After the surrender of Singapore on the 15th February 1942, a very large number of the Prisoners of War found themselves in Changi Jail, if not actually inside the jail, they found themselves quartered in the River Valley Road, Sime Road or elsewhere.It was estimated that there were around 18,000 men in total from every walk of life, so it was necessary from the start to try and create several interests as a diversion from the boredom and the deteriorating conditions. With skilled and craftsmen in abundance, making use of their talents not only gave them something to do, but their experience and knowledge often produced something essential to their surviving or to boosting their morale.Such was the case with the small Changi Chapel. Many found a great comfort from praying and a Church Service gave them a sense that not everything had disappeared from their lives as they remembered it - a Church Service kept them in touch with reality amidst so much inhuman brutality and building the small Chapel out of anything they could find, helped to keep them occupied and their minds off their empty stomachs.
Church Service in Changi Chapel(Photograph by courtesy of the Imperial War Museum, London)
The Changi Chapel was shipped to Australia in 1947 with the intention that it be reconstructed as a fitting memorial for the Prisoners of War. It then lay untouched for forty years, until 1987 when the crate was opened to reveal that not all of it was there, but there was enough, and with the help of the original photographs and extra materials, namely some timber posts and roof tiles, it was rebuilt.
The original Changi Chapel in Australia
The restored Changi Chapel now stands in the beautiful grounds of the Royal Military College, Duntroon, Canberra, Australia and was officially opened as a National Memorial in August 1998.
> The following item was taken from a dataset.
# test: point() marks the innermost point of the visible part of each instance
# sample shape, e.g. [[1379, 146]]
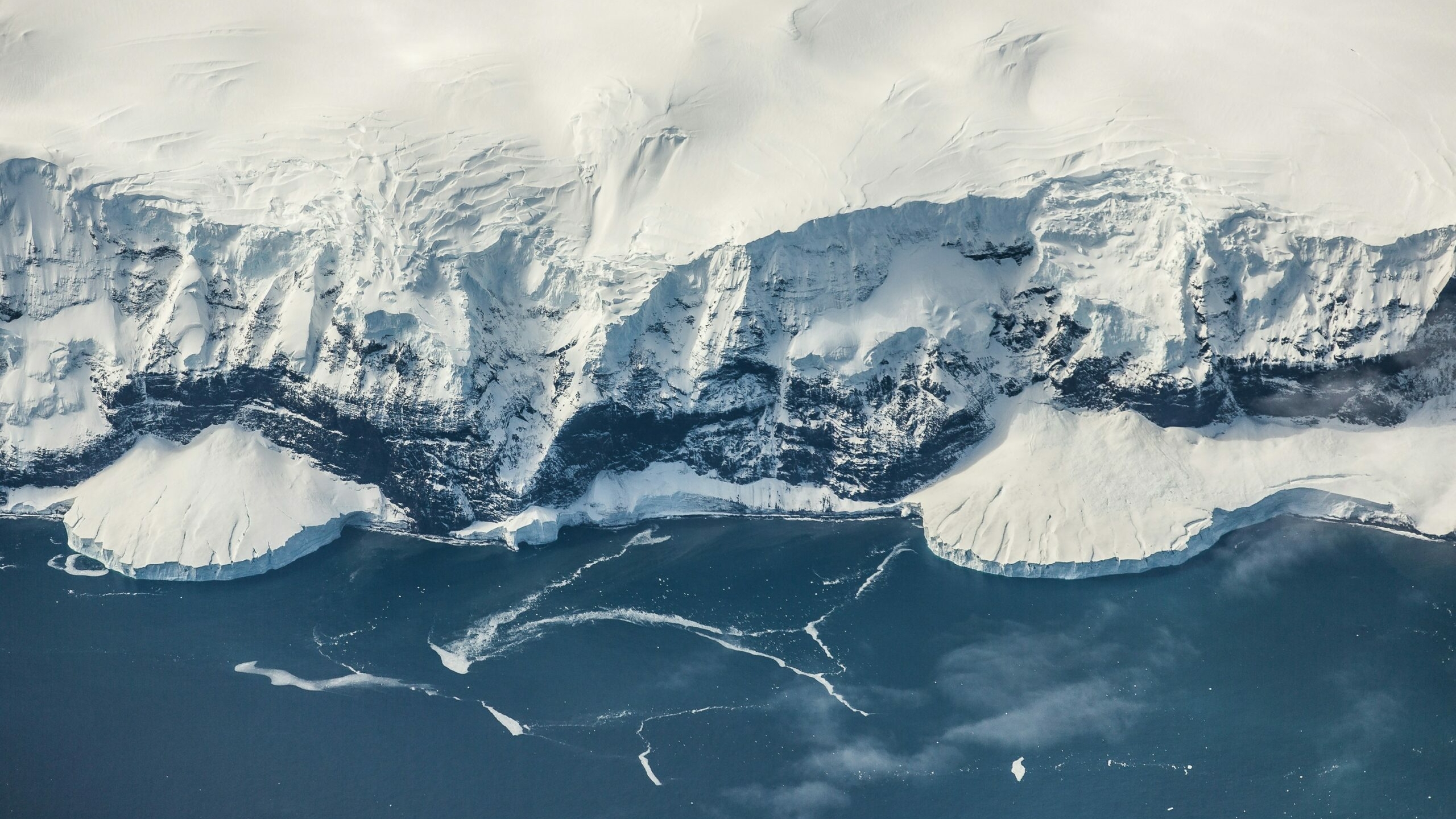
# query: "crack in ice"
[[882, 569], [648, 744], [479, 639]]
Meanwhile at Changi Jail on Singapore, an exact replica of the Chapel was erected outside the walls of the prison and for years many visitors have found solace in visiting this small place of worship, and praying close to where their loved ones used to sit and pray.
But even this small Chapel has recently found a new home. In February 2001, it was moved about a mile down the road and is now situated beside the newly built Changi Museum.
However, one small factor has not changed since the times of the POW's Chapel services. Still standing on the small altar is the original Changi Cross. This was made by the prisoners themselves soon after captivity. Made from any scrap material that they could lay their hands on, the base being made from part of a shell and the rest from hammered strips of brass.
On the base is engraved the words:
"St. George's Church and Prisoner of War Camp 1942-45"
In the early days it was placed in a converted Indian mosque within Changi Jail, but that is not quite the end of the story of the Changi Chapel, its Gates and its Cross. COFEPOW has two members whose father, Harry Stogden, was instrumental in the making of the Cross. Bernard Stogden was invited to Singapore in February 2001 to place the Cross into its new position when the Chapel was moved.
His sister, Freda Cooper, travelled with a party of COFEPOW members on a pilgrimage of the Far East and Commonwealth War Cemeteries in April/May 2001 and on visiting Singapore and the Changi Chapel, the Cross was taken out of its protective case and given to Freda to hold.
Their father, Harry Stogden, spent the last part of his captivity in Japan. He survived his 3 years of torment, only to die during his sea voyage home and was buried at sea.